Personally, I believe the best way to find talent is to hire based on behaviour and potential then develop the skills on the job.
Q. Who has inspired you the most in your career and why?I have had many positive leaders as role models and mentors in my career, but my first and greatest mentor was my mother. She always gave me the belief I could do anything I wanted to do – that there were no barriers, no glass ceilings, no gender bias. There was never any pressure to be the best at school only to be happy, ask questions, learn and explore.

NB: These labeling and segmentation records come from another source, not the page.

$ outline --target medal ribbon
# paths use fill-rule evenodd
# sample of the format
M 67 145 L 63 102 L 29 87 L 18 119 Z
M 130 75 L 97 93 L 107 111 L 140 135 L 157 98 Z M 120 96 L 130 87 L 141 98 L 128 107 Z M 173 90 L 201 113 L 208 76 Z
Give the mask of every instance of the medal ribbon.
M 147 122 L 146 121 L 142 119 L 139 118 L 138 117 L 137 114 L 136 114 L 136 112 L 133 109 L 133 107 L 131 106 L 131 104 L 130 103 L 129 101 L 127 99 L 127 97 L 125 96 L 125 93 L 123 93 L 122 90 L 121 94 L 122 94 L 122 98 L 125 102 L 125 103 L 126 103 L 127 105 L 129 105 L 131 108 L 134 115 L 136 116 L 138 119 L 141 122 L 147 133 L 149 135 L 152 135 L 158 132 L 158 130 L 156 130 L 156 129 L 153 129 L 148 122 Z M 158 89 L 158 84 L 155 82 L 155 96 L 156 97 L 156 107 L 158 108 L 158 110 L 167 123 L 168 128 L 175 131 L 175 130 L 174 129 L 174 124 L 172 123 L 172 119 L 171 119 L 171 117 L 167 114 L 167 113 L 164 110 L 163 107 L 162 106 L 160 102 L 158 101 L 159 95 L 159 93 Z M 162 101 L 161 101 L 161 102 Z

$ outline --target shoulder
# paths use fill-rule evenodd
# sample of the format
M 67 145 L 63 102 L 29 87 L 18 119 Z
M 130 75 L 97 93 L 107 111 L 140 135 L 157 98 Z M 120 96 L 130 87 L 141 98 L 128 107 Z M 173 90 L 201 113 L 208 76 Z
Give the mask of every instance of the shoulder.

Most importantly she encouraged me to always help others and always be courteous, especially to those less fortunate. I think I have carried this throughout my career. To me, life is not a competition, but a journey and a journey is best travelled with family and friends.
Q. Is there a mindset that you believe HR professionals should do away with?At AccorHotels we do not use the term human resources – after all humans are not a commodity that you can trade off for something else. We are 'talent and culture', and together with the business unit leaders, we are responsible for the attraction, selection, retention and development of talent within the company as well as the custodians of the organisational culture.
Culture is created by continuous behaviours which are either aligned or not aligned to the company values. Our role is to help build the behaviours which support our values and address those which create integrity gaps.
Q. Do you believe there is a thing such as work-life balance?Balance is a hard thing to achieve as it indicates there needs to be an equal equation of time which is often not practical or realistic. I prefer the term work-life harmony. Working in a 24/7 industry, it is difficult to say when work stops and your personal life begins, therefore I prefer to look at how you weave in the things that are important to you in an enjoyable way.
Finding what works for you may be very different – it could be taking time in the middle of the day to see your son in a school play or taking a longer lunch break to meet with an old friend.
Finding what works for you may be very different – it could be taking time in the middle of the day to see your son in a school play or taking a longer lunch break to meet with an old friend, but whatever is important to you it is essential to find a place within your work routine.
Q. What’s on your wish list for the near-future of HR?On my wish list, I would like to see greater diversity in the workplace. We constantly refer to gender balance, but it is more than this: it is about culture, age, abilities, education, nationality, etc. A fully integrated and diverse organisation generates opportunity for learning and innovation, which in turn, creates a dynamic culture which can achieve great things.
In addition, by having diverse leadership it helps to inspire the next generation in terms of the possibilities their future can hold for them – imagine there was no bias and everyone was recognised for their talent and potential.